# Fische sollen rein, aber wieviele???



## Marc_HBNord (15. Juli 2008)

Hallo,

habe hier ja in einen anderen Beitrag Fragen zum Besatz meines Gartenteiches gemacht, und den Teich dort auch beschrieben.

http://i31.tinypic.com/ji1d8o.jpg

Ich habe mich jetzt dazu entschlossen, nur "kleine" Arten einzusetzen, damit ich auch noch andere Tiere im Teich bewundern kann.

Meine Wahl ist auf __ Moderlieschen und Elritzen (evt Goldelritzen) gefallen.

Gute Wahl?
Wieviele sollten es pro Art denn nun sein?

Danke 

Marc


----------



## jochen (15. Juli 2008)

*AW: Fische sollen rein, aber wieviele???*

Hi Marc,

sehr gute Wahl...

an deiner Stelle würde ich den Teich mit etwa 15-20 Goldelritzen,
und 10 __ Moderlieschen besetzen.

Ich kenne deinen Teich leider nicht, hab in letzter Zeit wenig Zeit für das Forum gefunden,
ich würde dir raten an einer Stelle am Teich eine kleine Strömung für die sauerstoffliebenden Elritzen zu schaffen.
Am besten den Filtereinlauf so einleiten, das die Strömung kurz unter der Wasseroberfläche liegt, so schaffst du eine gute Oberflächenbewegung.
Durch eine Oberflächenströmung bekommst du den Sauerstoff am effektivsten in das Wasser.


----------



## Plätscher (15. Juli 2008)

*AW: Fische sollen rein, aber wieviele???*



			
				jochen schrieb:
			
		

> Hi Marc,
> 
> 
> ich würde dir raten an einer Stelle am Teich eine kleine Strömung für die sauerstoffliebenden Elritzen zu schaffen.
> ...



Hallo,

das ist bei Goldelritzen nicht nötig.
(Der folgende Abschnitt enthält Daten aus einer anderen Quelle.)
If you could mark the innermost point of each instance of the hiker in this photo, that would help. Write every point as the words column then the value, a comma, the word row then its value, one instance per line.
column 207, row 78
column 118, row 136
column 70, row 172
Es ist eine andere Art wie unsere einheimischen Elritzen, die etwas Strömung bevorzugen.


----------



## chromis (15. Juli 2008)

*AW: Fische sollen rein, aber wieviele???*

Die beiden Arten wären bestimmt eine gute Wahl, belasten auch den Teich nicht zu sehr. Zusätzliches Futter erübrigt sich auch.

Wenn Du schlau bist und Geduld hast, dann lässt Du den Teich dieses Jahr in Ruhe und besetzt erst nächstes Jahr.


----------



## Redlisch (15. Juli 2008)

*AW: Fische sollen rein, aber wieviele???*

Hallo,

falls du Eisvögel in der Nähe hast, nimm lieber normale Elritzen...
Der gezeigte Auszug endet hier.